Voting electronically? Be very afraid!

Voting electronically? Be very afraid!

Summary: This November's election marks the first widespread use of electronic voting in the US. There is considerable concern among computer security professionals and others that electronic voting is not secure and evidence keeps mounting that the current crop of machines are not secure as they could be.

SHARE:
TOPICS: Security
10

This November's election marks the first widespread use of electronic voting in the US. There is considerable concern among computer security professionals and others that electronic voting is not secure and evidence keeps mounting that the current crop of machines are not secure as they could be.

The Help America Vote Act (or HAVA) mandated certain things to states with respect to how the run elections. The most important for this discussion is a mandate that punch card voting machines be replaced. For many states that meant turning to electronic voting machines, commonly called direct recording equipment or DREs by voting officials and vendors.

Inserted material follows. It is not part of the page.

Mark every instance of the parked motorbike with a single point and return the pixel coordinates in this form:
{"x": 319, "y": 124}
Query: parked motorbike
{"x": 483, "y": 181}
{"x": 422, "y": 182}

We could argue that there were non-DRE alternatives for replacing voting equipment, but that train's left the station. Jurisdictions that have purchased DRE voting machines are not going to throw them out without a big fight. So far activists haven't been able to put up enough of a stink to make most elections officials even break into a sweat.

On the positive side, most people who use DRE machines like them. My parents, in their 70's, reported to me that they really felt confident that they were voting for who they wanted. What's more, they weren't intimidated by the equipment. Most reports from voters who've used the machines give similar reports. This is music to an election official's ears.

I've been an advocate of working within the system to make the new machines as secure as possible. Given the realities of the situation that I just discussed, I still think that's the best option. Still, there is considerable reason to be scared.

One thing that's always let me sleep at night is the fact that most jurisdictions are using machines that provide a voter-verified paper audit trail. The problem is that while having an audit trail is a huge step forward, it's no panacea.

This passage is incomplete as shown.